Он свернулся плотнее. Почувствовал острый, пульсирующий укол внизу живота, где было больнее всего. Но он не плакал. Он просто ждал.
Славутич не знал, сколько прошло времени, но он точно знал, что оно закончилось, когда в дверном проёме появилась тёмная, раздражённая фигура. Немец был зол. Он не говорил, просто смотрел на него, как на вещь, которую надо починить наказанием.
Он схватил ребёнка. Не за руку — за воротник, резко дёрнув. Славутич почувствовал, как его голова откинулась назад, и болезненный хруст в шее заставил его тело обмякнуть. Его тонкие, дрожащие ноги не успели коснуться пола.
В этот момент его разум сделал то, что умеет делать детский мозг в условиях невыносимого ужаса: он разделился.
Его тело было там. А его сознание — где-то в другом месте.
Он смотрел на свои руки. На ссадины на них. Он чувствовал резкую, обжигающую боль, которая мгновенно распространилась по животу и бедрам. Она была настолько сильной, настолько неправильной, что вытолкнула воздух из его лёгких. Из него вырвался не крик — вырвался сухой, дребезжащий звук, который тут же захлебнулся.
Он ощутил грубое прикосновение и тяжесть. Это была не просто тяжесть тела, это была тяжесть того, что происходило. Он чувствовал липкую влажность, жжение и пронзительный, глубокий укол, который заставил его выгнуть спину дугой.
Его глаза были распахнуты. Он смотрел на потолок.

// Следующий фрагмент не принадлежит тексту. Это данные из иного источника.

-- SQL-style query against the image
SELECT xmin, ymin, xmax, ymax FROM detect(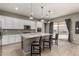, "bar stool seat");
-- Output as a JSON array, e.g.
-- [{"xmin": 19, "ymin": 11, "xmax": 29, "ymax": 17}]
[
  {"xmin": 43, "ymin": 35, "xmax": 52, "ymax": 50},
  {"xmin": 31, "ymin": 36, "xmax": 42, "ymax": 56}
]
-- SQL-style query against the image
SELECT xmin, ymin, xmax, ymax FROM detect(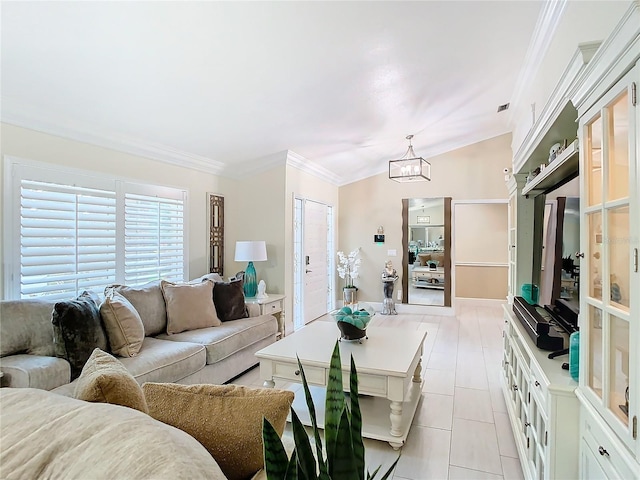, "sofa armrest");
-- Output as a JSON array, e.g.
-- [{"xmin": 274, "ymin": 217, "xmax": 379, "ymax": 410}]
[{"xmin": 0, "ymin": 354, "xmax": 71, "ymax": 390}]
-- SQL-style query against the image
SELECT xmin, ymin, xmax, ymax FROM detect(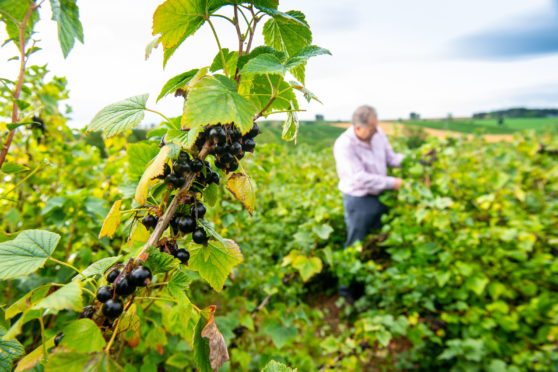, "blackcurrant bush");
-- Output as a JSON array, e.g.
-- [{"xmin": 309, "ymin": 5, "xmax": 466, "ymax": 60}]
[
  {"xmin": 194, "ymin": 202, "xmax": 206, "ymax": 219},
  {"xmin": 114, "ymin": 275, "xmax": 136, "ymax": 296},
  {"xmin": 192, "ymin": 229, "xmax": 209, "ymax": 244},
  {"xmin": 141, "ymin": 214, "xmax": 159, "ymax": 230},
  {"xmin": 54, "ymin": 332, "xmax": 64, "ymax": 346},
  {"xmin": 107, "ymin": 269, "xmax": 120, "ymax": 283},
  {"xmin": 97, "ymin": 285, "xmax": 113, "ymax": 302},
  {"xmin": 130, "ymin": 266, "xmax": 152, "ymax": 287},
  {"xmin": 221, "ymin": 153, "xmax": 234, "ymax": 164},
  {"xmin": 190, "ymin": 159, "xmax": 203, "ymax": 173},
  {"xmin": 101, "ymin": 298, "xmax": 124, "ymax": 318},
  {"xmin": 231, "ymin": 142, "xmax": 242, "ymax": 155},
  {"xmin": 242, "ymin": 138, "xmax": 256, "ymax": 152},
  {"xmin": 174, "ymin": 248, "xmax": 190, "ymax": 264},
  {"xmin": 178, "ymin": 216, "xmax": 196, "ymax": 234},
  {"xmin": 79, "ymin": 305, "xmax": 95, "ymax": 319}
]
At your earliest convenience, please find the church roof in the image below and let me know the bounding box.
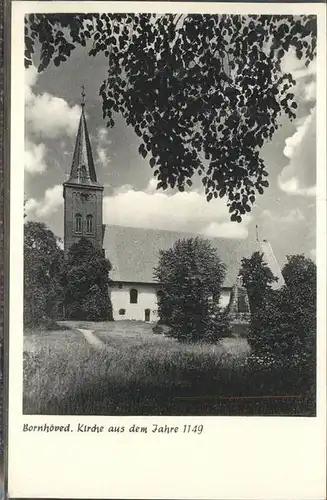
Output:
[103,225,256,287]
[67,105,101,187]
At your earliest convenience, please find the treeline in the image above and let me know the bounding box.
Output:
[24,221,112,327]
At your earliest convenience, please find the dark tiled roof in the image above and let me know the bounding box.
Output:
[103,226,256,287]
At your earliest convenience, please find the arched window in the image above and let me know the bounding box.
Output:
[75,214,82,233]
[129,288,138,304]
[86,215,93,233]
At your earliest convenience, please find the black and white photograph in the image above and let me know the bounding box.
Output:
[5,0,327,500]
[23,8,317,418]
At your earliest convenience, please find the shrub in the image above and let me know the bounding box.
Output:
[155,238,225,342]
[62,238,112,321]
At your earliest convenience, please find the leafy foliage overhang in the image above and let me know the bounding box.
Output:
[25,13,317,222]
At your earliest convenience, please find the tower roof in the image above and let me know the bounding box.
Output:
[67,102,101,187]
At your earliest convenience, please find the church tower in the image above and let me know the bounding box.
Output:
[63,87,103,255]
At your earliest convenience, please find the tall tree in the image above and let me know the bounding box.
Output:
[240,252,277,314]
[62,238,112,321]
[155,238,226,341]
[25,13,317,222]
[24,221,63,325]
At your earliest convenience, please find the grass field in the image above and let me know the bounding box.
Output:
[24,322,312,415]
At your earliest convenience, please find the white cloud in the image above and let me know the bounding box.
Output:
[25,66,80,138]
[25,184,64,219]
[261,207,305,224]
[278,107,316,196]
[24,139,47,174]
[104,184,251,238]
[281,47,317,80]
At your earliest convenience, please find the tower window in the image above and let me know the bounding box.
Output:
[86,215,93,233]
[129,288,138,304]
[75,214,82,233]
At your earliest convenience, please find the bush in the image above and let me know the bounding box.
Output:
[155,238,226,342]
[62,238,113,321]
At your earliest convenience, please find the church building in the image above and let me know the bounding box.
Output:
[63,102,255,322]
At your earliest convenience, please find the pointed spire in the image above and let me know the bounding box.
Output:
[68,85,100,186]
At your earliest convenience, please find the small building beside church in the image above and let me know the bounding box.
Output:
[63,103,254,322]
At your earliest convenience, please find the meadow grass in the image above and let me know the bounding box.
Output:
[24,322,312,415]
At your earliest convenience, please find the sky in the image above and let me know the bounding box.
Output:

Трещина-змея. Он сосредоточился на ней изо всех сил. Папа. Папа пьяный. Тихий. Ласковый. Он пытался уйти туда, в воспоминание, где было хоть немного тепла, даже если это тепло было пропитано алкоголем.
Физическая реальность пробивалась сквозь диссоциацию. Он чувствовал, как его мышцы сводит от напряжения. Он чувствовал, как нечто чужое движется внутри него. Грязь. Снова эта омерзительная, вездесущая грязь, которая пахла потом, плохим дыханием и чем-то металлическим.
Когда немец, наконец, отстранился, его тело рухнуло, словно с него сняли весь мышечный тонус. В эту секунду Славутич снова обрёл возможность чувствовать. Это было адское жжение там, где не должно было болеть. Он чувствовал влажную, горячую жидкость. И боль. Нестерпимую, всепоглощающую боль, которая заставляла его мелко дрожать.
Он попытался пошевелиться, но не смог. Он был разбит.
И тогда, наконец, пришли слёзы. Они были горькими, горячими и текли не от горя. Они текли от болевого шока. Он лежал, глядя на трещину-змею, и тихо, беззвучно плакал, пока его тело не начало сводить от усталости и боли.
Он был Славутичем, которому всего шесть. И он только что был окончательно разорван.